Breaching Security of Full Round Tiny Encryption Algorithm

Introduction

Tiny encryption algorithm (TEA) makes use of feistel structure iterated large number of times with a 128-bit key. It uses addition and subtraction as reversible operations, and for mixing plaintext and key repetitively, a dual shift is used inside each round. A full round TEA must have 32 feistel cycles i.e. 64 rounds as prescribed by Wheeler and Needham (2005). Due to its small memory imprint and ease of implementation TEA has found its way in smart card, sensor nodes, embedded systems and other handheld devices. Israsena and Wongnamkum (2008) showed that TEA has come across low cost area requisite while consuming significantly less power than AES in secure RFID system. RFID tags have strict requirements, due to the cost related to silicon area. Developers of TEA has set key to 128-bit long so that simple search techniques of finding the relevant key can be prevented. However the block size of 64-bit in TEA limits the number of cipher text to 2^{64}. This gives us the scope of employing search attack that does not involve key as one of the parameter. We implemented a known-plaintext attack wherein we generated set of cipher text and we have corresponding set of plain text. Then we try to acquire as much information about plaintext as we can get from cipher text using statistical affiliation between plaintext and cipher text.

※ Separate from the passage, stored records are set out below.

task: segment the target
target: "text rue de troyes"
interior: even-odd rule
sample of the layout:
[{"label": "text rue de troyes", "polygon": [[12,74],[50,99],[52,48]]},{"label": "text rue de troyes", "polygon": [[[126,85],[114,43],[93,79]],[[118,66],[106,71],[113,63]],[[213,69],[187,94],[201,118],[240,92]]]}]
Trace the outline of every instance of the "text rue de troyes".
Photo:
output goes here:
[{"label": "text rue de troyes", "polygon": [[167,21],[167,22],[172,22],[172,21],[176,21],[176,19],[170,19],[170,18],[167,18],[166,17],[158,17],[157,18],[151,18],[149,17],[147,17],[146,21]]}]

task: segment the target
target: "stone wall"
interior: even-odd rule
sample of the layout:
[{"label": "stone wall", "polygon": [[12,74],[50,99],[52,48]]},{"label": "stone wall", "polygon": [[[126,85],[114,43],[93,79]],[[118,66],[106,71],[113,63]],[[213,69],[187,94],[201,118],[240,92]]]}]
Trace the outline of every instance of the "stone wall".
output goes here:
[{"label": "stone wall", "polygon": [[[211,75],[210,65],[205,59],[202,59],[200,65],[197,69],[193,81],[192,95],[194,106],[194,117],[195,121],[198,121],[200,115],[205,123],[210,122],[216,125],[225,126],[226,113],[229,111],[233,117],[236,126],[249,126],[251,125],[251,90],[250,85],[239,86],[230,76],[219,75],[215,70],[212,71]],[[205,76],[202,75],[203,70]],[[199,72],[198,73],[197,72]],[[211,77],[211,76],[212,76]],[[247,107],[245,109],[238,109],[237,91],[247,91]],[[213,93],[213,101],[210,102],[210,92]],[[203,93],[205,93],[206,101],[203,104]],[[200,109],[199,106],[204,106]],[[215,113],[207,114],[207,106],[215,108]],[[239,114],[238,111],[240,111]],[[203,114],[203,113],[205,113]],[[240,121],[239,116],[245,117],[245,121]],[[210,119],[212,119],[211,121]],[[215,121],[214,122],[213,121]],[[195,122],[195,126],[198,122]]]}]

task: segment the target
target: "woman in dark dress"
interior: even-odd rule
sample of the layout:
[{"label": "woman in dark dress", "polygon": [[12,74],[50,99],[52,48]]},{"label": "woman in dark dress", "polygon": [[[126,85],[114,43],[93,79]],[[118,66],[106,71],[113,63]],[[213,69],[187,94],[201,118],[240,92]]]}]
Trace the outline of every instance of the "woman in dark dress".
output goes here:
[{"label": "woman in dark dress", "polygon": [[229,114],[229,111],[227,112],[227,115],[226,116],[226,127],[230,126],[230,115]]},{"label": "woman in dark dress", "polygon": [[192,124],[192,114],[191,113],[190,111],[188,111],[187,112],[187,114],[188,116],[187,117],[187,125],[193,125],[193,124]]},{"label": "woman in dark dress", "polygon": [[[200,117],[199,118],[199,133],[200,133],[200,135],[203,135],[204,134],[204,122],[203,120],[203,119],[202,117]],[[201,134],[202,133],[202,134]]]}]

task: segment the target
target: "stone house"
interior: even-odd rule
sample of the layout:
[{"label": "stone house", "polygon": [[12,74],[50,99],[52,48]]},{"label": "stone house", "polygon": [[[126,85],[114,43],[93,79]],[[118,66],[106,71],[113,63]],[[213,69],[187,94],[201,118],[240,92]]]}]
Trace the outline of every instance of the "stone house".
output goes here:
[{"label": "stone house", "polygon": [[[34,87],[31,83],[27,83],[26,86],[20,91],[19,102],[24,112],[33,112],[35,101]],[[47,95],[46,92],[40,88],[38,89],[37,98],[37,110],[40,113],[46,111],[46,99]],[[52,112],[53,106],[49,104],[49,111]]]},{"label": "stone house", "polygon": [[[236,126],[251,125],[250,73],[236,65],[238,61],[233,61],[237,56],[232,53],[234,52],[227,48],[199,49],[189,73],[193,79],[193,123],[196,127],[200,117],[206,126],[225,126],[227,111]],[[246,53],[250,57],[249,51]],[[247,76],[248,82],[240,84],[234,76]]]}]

TEA has been scrutinized and attacked by many researchers. Amandeep and Geetha (2014) examined TEA against bit sum attack and presented a set of weak keys for which there are strong correlation between bit sum of cipher text and bit sum of key with particular pattern. Wei (2010) used quantum-inspired genetic algorithms (QGAs) in the cryptanalysis of TEA. Author used informative qubit chromosomes in QGAs to break four-cycle and five-cycle TEA. Garrett and Hamilton (2007) used genetic algorithms to find out whether TEA produces random out or not. Author has created efficient distinguishers for TEA with less than three cycles. Hernandez and Isasi (2004) proved TEA with less than five cycles as weak against the proposed distinguishers. Wagner, Kelsey and Schneier (1997) presented an attack that needs 2^{23} chosen plaintexts, 2^{32} offline computations and one related key query to recover entire TEA key. Author pools ideas from differential cryptanalysis and Biham’s key rotation attack. Reddy V. A. found some of the weakness in TEA but also concludes TEA as the best cryptographic algorithm for small devices when used with more than six rounds of feistel routines (Reddy, 2003). Moon et al. presented impossible differential cryptanalysis of TEA (Moon, Kpngdeok, 2002). Authors were able to find 128-bit key of 11 round TEA by exploiting the design simplicity of algorithm. Saarinen (1998) described differential attack on TEA that solves the secret key using 2^{34} chosen plaintext and with some computation.